- Directed by: Savva Kulish
- Written by: Aleksandr Shlepyanov Vladimir Vajnshtok
- Starring: Donatas Banionis Rolan Bykov Sergei Kurilov
- Cinematography: Aleksandr Chechulin
- Music by: Andrei Volkonsky
- Production company: Lenfilm
- Release date: 20 December 1968;
- Running time: 138 minutes
- Country: Soviet Union
- Language: Russian

= Dead Season =

Dead Season (Мёртвый сезон, translit. Myortvyy sezon) is a 1968 Soviet spy film directed by Savva Kulish based on a screenplay by Aleksandr Shlepyanov and Vladimir Vajnshtok and featuring Donatas Banionis and Rolan Bykov.

==Plot==
A connection between Dr. Hass and the West German intelligence was killed at an airport in one of the European countries. Encryption was discovered in the pocket of the murdered person for the purchase of raw material for mass production of RH gas.

The possibilities of gas are such that in small doses it stimulates the intellectual potential of a person, in large ones it turns them into a joyous idiot and a laborer-robot. The case of Hass is handled by the Soviet intelligence colonel Konstantin Ladeynikov. The main difficulty is that Ladeynikov has fallen into the sight of the intelligence services, but the intelligence officer asks for permission from his leadership to stay in the country and continue work.

However, Ladeynikov has no portrait of Hass so he needs a person who can identify him. The KGB leadership appeals to the actor of the children's theater, the father of two children, Ivan Savushkin, with a request to draw a portrait of Hass. In 1944, Savushkin fled from a Nazi concentration camp, where Hass conducted his fatal experiments, turning people into meaningless animals. Over time, Savushkin understands how much he depends on him in the operation with Hass and agrees to go to help Ladeynikov.
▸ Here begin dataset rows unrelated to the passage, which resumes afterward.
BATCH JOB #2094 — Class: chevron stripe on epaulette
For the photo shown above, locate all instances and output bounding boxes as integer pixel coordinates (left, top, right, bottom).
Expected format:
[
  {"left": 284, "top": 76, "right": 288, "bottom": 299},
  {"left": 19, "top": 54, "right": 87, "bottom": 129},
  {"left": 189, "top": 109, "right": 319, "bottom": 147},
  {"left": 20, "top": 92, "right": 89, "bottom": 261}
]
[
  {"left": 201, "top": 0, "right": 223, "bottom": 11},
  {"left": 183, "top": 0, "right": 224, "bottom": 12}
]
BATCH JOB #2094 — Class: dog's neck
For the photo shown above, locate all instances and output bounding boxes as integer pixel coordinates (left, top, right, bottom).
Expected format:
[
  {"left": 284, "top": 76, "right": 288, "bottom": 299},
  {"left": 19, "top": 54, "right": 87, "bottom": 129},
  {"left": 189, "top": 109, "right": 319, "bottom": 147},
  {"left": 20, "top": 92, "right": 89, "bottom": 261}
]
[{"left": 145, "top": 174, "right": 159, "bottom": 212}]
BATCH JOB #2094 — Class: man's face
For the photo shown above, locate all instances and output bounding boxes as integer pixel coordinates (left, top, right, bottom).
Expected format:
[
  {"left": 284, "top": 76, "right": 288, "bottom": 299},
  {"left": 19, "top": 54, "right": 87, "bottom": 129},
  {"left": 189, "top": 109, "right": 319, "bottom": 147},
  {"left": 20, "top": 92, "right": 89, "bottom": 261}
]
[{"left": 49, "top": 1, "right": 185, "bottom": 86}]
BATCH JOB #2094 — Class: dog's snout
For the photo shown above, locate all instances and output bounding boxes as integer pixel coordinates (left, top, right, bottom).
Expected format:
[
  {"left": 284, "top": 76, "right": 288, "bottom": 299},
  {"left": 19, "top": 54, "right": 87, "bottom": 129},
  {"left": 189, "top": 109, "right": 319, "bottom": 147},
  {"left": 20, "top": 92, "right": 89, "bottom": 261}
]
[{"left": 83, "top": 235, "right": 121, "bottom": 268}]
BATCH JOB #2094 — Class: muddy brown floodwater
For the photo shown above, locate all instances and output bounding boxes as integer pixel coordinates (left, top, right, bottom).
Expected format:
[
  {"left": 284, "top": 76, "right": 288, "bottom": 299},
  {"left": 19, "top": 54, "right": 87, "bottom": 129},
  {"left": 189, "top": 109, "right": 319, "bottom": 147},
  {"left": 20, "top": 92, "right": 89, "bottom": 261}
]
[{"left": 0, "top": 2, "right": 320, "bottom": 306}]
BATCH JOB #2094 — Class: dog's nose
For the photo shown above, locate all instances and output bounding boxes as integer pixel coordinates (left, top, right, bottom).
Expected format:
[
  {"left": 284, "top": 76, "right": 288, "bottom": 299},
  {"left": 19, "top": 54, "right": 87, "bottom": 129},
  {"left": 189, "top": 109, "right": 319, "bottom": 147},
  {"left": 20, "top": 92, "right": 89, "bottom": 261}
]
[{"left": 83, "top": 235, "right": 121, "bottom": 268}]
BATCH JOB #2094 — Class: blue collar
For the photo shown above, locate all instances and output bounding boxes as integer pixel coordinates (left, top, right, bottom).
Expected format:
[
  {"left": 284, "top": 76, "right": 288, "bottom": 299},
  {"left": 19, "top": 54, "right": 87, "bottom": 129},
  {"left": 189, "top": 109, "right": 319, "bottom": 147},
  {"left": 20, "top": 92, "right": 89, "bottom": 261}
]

In addition, he knows German well.

==Cast==
- Donatas Banionis as Ladeynikov / Lonsfield (voiced by Alexander Demyanenko)
- Rolan Bykov as Savushkin
- Gennadi Yukhtin as Muravyov
- Bruno Freindlich as Valery Petrovich
- Svetlana Korkoshko as Ellis
- Jüri Järvet as Professor O'Reilly
- Laimonas Noreika as Nicholls
- Stepan Krylov as former prisoner of concentration camp
- Ants Eskola as Smith
- Leonhard Merzin as Father Mortimer
- Einari Koppel as Drayton
- Mauri Raus as Greban
- Vladimir Erenberg as Professor Born / Hass
- Anda Zaice as Catrine

==Trivia==
- Film features a scene of exchange of the spies on the Glienicke Bridge.
- Vladimir Putin once stated that Banionis' part in the film was the reason why he joined the KGB.